# Mid Century Modern Desk Legs



## ric53 (Mar 29, 2014)

I'm building a Mid Century Modern desk and using Waddell Round tapered legs. the desk is 60" long x 28" deep. I have the legs set in 5" from the corners and they are at the 10 degree set. After installing the legs and standing it on the floor I noticed an extreme wobble to the desk. Any ideas on how to stablize these legs. Would bringing them in farther from the corners help?


----------



## JayCee123 (Apr 22, 2016)

An "extreme" wobble ? 
Did you place the table in another spot on the floor to test? 
Does the table dip at the same corners?
Bringing the legs out towards the table perimeter will help stabilize the table but may not help with uneven legs.
Do these legs thread into a steel plate which attaches to the table underside ? You may need to insert a thin shim between the plates and the table to "lengthen" those legs.

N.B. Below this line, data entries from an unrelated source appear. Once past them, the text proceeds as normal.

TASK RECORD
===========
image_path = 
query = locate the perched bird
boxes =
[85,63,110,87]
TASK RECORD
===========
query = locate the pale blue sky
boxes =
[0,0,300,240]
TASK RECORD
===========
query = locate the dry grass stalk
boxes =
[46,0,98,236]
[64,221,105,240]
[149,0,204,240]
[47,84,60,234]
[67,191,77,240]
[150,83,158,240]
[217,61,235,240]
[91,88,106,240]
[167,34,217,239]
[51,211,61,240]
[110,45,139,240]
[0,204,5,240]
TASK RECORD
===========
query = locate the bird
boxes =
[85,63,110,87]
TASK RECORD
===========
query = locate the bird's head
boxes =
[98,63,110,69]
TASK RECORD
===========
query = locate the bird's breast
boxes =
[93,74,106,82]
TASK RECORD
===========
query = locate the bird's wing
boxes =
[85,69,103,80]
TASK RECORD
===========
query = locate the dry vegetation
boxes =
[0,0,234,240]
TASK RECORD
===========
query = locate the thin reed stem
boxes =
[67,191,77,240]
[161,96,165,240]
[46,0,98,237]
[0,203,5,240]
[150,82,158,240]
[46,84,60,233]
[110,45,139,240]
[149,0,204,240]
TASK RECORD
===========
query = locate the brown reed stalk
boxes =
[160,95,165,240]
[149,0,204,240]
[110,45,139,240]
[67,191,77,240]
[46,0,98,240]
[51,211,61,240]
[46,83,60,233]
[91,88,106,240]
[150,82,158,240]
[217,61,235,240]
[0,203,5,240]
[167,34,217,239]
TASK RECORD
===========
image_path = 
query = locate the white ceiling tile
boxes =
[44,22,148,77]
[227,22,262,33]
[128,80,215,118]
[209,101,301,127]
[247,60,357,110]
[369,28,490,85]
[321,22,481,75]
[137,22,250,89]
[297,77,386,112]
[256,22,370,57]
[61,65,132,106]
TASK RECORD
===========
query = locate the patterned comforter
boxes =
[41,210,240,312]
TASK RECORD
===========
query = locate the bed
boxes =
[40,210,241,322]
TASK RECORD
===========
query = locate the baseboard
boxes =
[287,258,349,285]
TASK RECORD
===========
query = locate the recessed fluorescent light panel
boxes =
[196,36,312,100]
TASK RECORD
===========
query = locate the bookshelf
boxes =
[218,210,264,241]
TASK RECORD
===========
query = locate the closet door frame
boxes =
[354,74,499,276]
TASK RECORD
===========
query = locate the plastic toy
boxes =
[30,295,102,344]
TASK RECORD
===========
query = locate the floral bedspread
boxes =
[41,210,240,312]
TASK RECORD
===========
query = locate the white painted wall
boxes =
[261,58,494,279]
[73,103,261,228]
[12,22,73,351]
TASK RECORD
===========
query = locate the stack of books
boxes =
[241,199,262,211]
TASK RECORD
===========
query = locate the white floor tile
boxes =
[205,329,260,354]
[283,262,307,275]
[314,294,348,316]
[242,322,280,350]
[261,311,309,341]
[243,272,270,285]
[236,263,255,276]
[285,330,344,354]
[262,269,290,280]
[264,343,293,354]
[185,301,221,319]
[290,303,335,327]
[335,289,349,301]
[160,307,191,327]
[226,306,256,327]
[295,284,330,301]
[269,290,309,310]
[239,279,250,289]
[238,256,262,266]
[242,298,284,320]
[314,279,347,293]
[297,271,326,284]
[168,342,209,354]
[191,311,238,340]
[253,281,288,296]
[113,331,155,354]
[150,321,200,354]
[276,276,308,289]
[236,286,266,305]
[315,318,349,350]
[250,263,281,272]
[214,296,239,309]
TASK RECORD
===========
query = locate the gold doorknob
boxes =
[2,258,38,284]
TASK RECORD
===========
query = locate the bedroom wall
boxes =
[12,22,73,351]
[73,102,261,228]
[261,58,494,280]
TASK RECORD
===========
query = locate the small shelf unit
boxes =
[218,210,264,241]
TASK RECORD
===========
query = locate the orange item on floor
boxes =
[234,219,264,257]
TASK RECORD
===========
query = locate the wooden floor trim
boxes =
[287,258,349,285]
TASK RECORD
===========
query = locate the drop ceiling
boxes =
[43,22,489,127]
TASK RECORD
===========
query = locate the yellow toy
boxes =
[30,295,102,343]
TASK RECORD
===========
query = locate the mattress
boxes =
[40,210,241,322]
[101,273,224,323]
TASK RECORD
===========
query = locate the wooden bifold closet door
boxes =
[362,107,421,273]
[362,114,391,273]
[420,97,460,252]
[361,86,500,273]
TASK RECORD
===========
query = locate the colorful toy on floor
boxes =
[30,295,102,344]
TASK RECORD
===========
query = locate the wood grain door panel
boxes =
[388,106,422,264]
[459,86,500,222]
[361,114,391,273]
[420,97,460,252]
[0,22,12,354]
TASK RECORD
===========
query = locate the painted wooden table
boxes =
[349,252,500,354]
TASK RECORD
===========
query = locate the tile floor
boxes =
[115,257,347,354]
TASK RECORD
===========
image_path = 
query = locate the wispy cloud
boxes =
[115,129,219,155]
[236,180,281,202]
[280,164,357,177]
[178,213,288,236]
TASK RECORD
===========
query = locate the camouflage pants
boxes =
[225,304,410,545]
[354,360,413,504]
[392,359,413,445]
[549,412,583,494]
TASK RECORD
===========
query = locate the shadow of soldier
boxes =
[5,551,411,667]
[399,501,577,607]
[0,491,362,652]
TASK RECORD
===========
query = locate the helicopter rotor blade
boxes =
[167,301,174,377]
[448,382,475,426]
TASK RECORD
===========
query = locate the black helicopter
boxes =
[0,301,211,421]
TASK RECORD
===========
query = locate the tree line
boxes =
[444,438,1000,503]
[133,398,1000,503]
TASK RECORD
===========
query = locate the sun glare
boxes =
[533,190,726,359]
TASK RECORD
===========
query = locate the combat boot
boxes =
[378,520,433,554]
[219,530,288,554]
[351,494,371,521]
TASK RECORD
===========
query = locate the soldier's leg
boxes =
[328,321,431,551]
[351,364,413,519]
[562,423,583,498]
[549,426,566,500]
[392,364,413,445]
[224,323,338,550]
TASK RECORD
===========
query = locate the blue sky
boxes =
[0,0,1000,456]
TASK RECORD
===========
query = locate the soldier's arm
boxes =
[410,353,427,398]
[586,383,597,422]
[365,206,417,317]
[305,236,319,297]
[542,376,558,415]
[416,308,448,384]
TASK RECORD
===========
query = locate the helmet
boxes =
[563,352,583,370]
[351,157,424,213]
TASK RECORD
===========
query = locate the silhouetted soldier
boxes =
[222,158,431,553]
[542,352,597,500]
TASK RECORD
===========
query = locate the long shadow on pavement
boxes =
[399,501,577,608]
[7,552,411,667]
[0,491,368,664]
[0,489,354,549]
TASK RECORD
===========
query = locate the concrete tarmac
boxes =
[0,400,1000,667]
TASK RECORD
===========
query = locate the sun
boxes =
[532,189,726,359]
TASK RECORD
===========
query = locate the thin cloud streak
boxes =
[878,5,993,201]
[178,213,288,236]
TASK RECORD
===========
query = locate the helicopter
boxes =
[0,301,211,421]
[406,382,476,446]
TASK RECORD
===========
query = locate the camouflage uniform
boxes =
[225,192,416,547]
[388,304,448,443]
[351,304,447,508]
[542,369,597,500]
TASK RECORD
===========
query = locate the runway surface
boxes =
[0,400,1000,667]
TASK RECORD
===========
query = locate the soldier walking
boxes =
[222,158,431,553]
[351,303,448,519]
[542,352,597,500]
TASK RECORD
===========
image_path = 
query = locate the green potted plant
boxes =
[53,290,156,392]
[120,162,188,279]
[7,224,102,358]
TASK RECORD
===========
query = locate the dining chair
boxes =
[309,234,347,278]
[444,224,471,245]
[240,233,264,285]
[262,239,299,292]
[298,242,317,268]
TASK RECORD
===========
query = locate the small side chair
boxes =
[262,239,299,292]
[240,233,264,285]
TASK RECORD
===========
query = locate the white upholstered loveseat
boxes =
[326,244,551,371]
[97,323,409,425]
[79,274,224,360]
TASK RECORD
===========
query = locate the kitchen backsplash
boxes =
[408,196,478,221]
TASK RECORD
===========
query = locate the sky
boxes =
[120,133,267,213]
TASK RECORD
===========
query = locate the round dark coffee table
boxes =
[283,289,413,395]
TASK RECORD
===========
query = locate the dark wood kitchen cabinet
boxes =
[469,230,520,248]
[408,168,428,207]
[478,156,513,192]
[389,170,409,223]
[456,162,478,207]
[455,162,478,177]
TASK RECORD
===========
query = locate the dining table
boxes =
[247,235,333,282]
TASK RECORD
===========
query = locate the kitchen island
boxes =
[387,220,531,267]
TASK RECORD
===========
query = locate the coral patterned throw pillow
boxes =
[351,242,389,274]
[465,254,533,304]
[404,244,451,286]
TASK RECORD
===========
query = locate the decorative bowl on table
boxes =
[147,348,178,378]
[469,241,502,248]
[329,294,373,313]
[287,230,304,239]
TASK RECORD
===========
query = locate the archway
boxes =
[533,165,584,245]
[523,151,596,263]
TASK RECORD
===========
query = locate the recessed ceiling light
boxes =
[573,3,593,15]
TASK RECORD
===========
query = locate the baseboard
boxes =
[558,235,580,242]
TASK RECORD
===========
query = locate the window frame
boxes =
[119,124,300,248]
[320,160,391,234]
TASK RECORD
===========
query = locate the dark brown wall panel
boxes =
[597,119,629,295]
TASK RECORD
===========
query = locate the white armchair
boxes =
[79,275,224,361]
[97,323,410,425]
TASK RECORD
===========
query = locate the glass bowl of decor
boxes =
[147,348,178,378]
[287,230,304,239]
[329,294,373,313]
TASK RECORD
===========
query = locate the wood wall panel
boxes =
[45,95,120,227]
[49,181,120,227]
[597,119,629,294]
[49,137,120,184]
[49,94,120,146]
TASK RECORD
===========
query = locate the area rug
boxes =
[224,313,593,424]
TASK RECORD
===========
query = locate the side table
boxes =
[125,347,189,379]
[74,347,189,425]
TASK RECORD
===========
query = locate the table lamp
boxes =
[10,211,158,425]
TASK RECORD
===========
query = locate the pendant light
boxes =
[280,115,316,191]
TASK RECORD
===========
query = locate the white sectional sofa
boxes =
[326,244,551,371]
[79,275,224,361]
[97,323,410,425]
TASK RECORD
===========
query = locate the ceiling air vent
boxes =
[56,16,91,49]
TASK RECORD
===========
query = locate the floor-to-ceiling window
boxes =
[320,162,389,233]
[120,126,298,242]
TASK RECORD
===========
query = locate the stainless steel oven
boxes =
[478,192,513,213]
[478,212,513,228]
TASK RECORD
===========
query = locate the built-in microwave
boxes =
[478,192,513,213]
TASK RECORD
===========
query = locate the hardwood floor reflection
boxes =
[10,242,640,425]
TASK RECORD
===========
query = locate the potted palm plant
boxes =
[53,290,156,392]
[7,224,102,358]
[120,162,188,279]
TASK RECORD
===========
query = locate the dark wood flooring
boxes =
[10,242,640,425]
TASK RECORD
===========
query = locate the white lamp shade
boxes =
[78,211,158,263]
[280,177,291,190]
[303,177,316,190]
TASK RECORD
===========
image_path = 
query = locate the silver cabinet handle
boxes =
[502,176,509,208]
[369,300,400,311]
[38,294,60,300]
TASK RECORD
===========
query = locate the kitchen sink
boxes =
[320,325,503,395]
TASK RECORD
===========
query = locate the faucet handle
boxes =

You could always shorten the long legs but shims might be easier and safer to perform.


----------



## ric53 (Mar 29, 2014)

> An "extreme" wobble ?
> Did you place the table in another spot on the floor to test?
> Does the table dip at the same corners?
> Bringing the legs out towards the table perimeter will help stabilize the table but may not help with uneven legs.
> ...


----------



## ric53 (Mar 29, 2014)

The legs sit level on the floor and are all the same length. I think it may be the mounting hardware. Maybe "wobble" isn't the right discription. The desk is really shakey. It's sturdy enough but it moves quite a bit.


----------



## JayCee123 (Apr 22, 2016)

Briefly describe mounting hardware. We might be able to help.


----------



## ric53 (Mar 29, 2014)

It is a steel plate with a threaded nut attached at the 10 degree angle. this plate screws to the bottom of the desk. The leg has a 1/4" hanger bolt centered in the leg. This hanger bolt is then threaded into the plate by about 1/2". Not the best mounting system but with the size of the desk and the type of legs I don't see how it could ever not move.


----------



## wormil (Nov 19, 2011)

Loose screws? Did you grab each leg and give it a jiggle to see if it is tight. They should be.


----------



## ric53 (Mar 29, 2014)

> Loose screws? Did you grab each leg and give it a jiggle to see if it is tight. They should be.
> 
> - Rick M


DUH, I've been doing this for about 40 years. I think I'd know enough to check rookie issues. Kinda insulting to ask such a dumb question.


----------



## wormil (Nov 19, 2011)

Wasn't my intention to be insulting but you asked for help and gave very little information. If you've been doing this forty years these should be no problem. Good luck.


----------



## runswithscissors (Nov 8, 2012)

I've seen the type of connector you're using, and I think it is inherently wobbly. I realize that's not much help.


----------



## papadan (Mar 6, 2009)

How long are these legs?


----------



## ric53 (Mar 29, 2014)

> How long are these legs?
> 
> - papadan


25". I think I need to come up with some type of apron to help stabalize the legs. This idea sucks because it is going to change the entire look of the piece.


----------



## dhazelton (Feb 11, 2012)

If they are the legs that have a threaded rod in the end and just screw into a plate they are fine for small coffee table sized things but not so much for anything else.


----------



## ric53 (Mar 29, 2014)

> If they are the legs that have a threaded rod in the end and just screw into a plate they are fine for small coffee table sized things but not so much for anything else.
> 
> - dhazelton


That's what I have found out. I'm going to have a very unhappy customer. She is the one who wanted this type of leg.


----------